Als die Fische verladen waren, verabschiedeten sie sich.

»Ich hoffe, Sie beehren uns bald wieder!«, rief Weber ihm zu. »Hab über Ihr Restaurant nur das Beste gehört. Wir würden uns freuen, wenn wir Sie dauerhaft beliefern dürften.«

Auf der Rückfahrt fragte sich Jo, wie er mehr über Sattler in Erfahrung bringen konnte. Wenn schon Kollegen aus der unmittelbaren Nachbarschaft nicht sehr viel Kontakt mit ihm gehabt hatten, würde es nicht einfach werden. Zurück im Waidhaus, verstaute er die Fische im Kühlhaus und setzte sich an seinen Schreibtisch, um die Stellenausschreibung für die Position des Restaurantleiters zu formulieren. Er textete etwas, war aber mit dem Ergebnis nicht zufrieden. Nach drei weiteren Versuchen gab er auf. Irgendwie fehlte ihm heute der Sinn dafür. Jo griff zum Telefonhörer.

»Höller?«

»Hallo, Ute, hier spricht Jo.«

»Wie geht es dir, mein Lieber?«

»Bestens.«

»Tatsächlich? Ich hab gehört, du hast heute eine Leiche aus dem Wasser gezogen.«

»Woher weißt du das denn schon wieder?«, fragte Jo verblüfft.

»Du kennst doch Oberwesel – Neuigkeiten dieser Art sprechen sich schnell herum.«

Der junge Küchenchef vergaß immer wieder, dass Ute in dieser Stadt aufgewachsen war und so ziemlich jeden kannte.

»Kann ich vorbeikommen?«

»Klar.«

Als er bei Ute eintraf, duftete es im ganzen Haus nach Zimtschnecken.

»Willst du eine?«, fragte sie und deutete auf einen Teller, auf dem sich die leckeren Gebäckteilchen stapelten. Der Zuckerguss glitzerte verführerisch.

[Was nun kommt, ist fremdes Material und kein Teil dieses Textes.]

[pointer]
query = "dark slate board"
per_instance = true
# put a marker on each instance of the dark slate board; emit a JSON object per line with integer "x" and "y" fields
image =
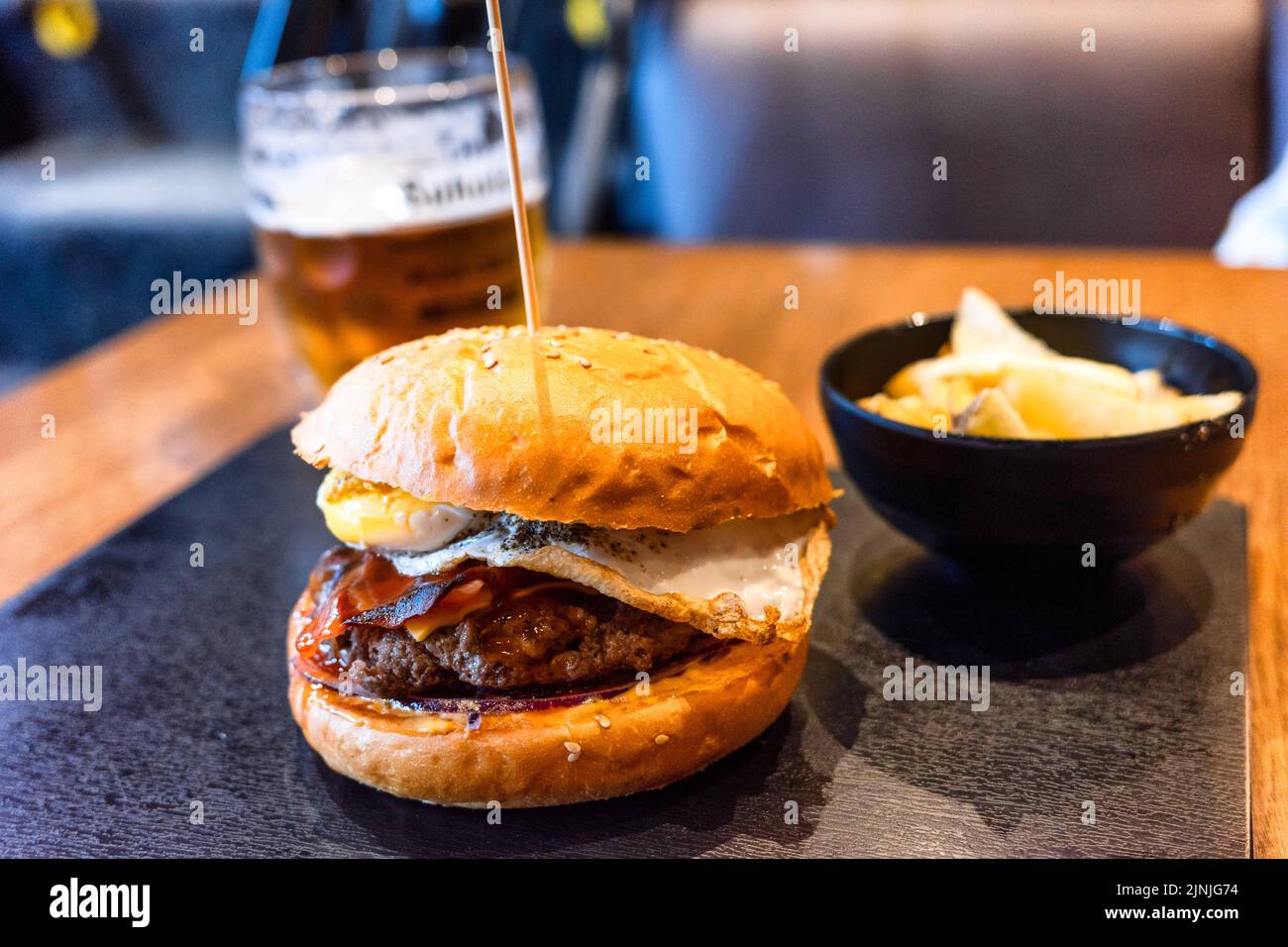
{"x": 1117, "y": 694}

»Sind das nicht richtige Kalorienbomben?«

»Du dürrer Hering wirst es dir leisten können. Was soll ich als alte Frau da sagen?« Die Sechzigjährige backte für ihr Leben gern und hatte noch nie einen Gedanken an das Thema Kalorien verschwendet. Sie gehörte zu den ersten Mitarbeitern des Waidhauses und war schon vor der Eröffnung des Restaurants an Bord gewesen. Sie hatte mit ihrem Mann eine Pension betrieben, in der Jo eine Zeitlang gewohnt hatte, als er ins Rheintal gekommen war. Schon damals war Ute ihm mit ihrer fröhlichen Art ans Herz gewachsen. Kurz vor der Eröffnung des Waidhauses war überraschend ihr Mann verstorben. Da sie sich die Führung der Pension alleine nicht zutraute, hatte sie diese schweren Herzens geschlossen. Sie war eine hervorragende Köchin mit fast dreißig Jahren Berufserfahrung, und Jo hatte sie spontan gefragt, ob sie nicht für ihn arbeiten wolle. Nach kurzer Überlegung hatte sie zugesagt. Jo hatte den Schritt nie bereut. Ute war in jeder Hinsicht mustergültig: präzise, belastbar und immer gut gelaunt. Jo hätte sie nicht für zwei gelernte Gesellen eingetauscht.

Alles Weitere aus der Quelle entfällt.